The property is across the street from Kapi'olani Community College, and a report to the regents indicated "rezoning of the property will likely be required in order to generate maximum redevelopment value."

The Board of Regents asked the university administration to compile a list of property owned by the university, and in 2001 the university hired the commercial real estate firm Kauwe and Associates to identify properties with the best earning potential.

The study focused on seven properties, including 29 acres next to the Pearl City Home Depot, land that is now used as an urban garden; about 10 acres across from the Manoa Shopping Center; 130 acres along both sides of Kamehameha Highway near the Turtle Bay Resort on the North Shore; and 605 acres of forest a few miles from Kea'au in Puna on the Big Island.

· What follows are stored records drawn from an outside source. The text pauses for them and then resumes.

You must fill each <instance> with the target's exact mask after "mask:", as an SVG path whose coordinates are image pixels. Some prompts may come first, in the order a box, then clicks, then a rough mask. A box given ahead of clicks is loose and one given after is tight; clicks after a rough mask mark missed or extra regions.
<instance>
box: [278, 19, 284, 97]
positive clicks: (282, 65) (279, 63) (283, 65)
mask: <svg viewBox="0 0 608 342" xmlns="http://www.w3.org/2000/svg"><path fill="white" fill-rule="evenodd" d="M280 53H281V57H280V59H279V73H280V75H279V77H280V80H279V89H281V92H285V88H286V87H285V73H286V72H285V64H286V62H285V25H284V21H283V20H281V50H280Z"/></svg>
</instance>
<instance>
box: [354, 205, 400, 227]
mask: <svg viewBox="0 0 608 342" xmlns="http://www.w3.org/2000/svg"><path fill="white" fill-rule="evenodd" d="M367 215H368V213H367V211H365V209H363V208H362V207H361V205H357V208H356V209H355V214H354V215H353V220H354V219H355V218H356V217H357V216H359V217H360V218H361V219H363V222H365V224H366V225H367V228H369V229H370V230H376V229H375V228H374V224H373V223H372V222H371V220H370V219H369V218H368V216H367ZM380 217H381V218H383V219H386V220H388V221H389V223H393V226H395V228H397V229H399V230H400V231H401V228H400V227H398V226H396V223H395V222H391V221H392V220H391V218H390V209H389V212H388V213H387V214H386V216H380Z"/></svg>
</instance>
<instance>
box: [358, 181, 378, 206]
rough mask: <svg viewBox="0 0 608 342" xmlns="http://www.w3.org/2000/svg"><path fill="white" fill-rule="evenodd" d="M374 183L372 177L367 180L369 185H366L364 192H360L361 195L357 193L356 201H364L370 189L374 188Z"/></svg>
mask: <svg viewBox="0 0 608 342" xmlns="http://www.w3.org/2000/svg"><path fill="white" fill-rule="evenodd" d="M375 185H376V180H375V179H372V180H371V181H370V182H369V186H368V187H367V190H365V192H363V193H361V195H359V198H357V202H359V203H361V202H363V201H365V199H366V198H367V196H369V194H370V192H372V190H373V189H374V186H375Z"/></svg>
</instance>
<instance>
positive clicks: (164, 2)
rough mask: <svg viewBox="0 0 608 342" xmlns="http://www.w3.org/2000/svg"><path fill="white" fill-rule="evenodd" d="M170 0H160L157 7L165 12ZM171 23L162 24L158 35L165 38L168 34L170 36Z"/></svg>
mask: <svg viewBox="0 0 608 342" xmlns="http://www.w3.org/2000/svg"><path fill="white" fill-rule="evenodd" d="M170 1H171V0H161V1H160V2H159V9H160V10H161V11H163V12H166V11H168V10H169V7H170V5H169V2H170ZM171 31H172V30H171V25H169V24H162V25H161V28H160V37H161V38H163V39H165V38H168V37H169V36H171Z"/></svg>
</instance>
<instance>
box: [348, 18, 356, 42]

Two other large properties on the Big Island also were studied, but were later dropped because they have been selected as the sites of planned new community college campuses in Kona and Hilo.

The consultant prepared a conceptual plan for possible uses of the Le'ahi site along with projected construction costs and revenue projections, according to the report to the regents.

The university condemned the Le'ahi property in 1977, acquiring it from the Le'ahi Foundation. It is vacant, and is zoned for 5,000-square-foot house lots.

The consultant proposed selling or leasing the land to a developer for mid-rise condominiums to be marketed to senior citizens, or developing the land as an expansion of Kapi'olani Community College.

Given the strength of the current real estate market, the property could be "an excellent candidate" for lease or sale to a developer, and the university has already been approached by developers interested in the land, according to the report.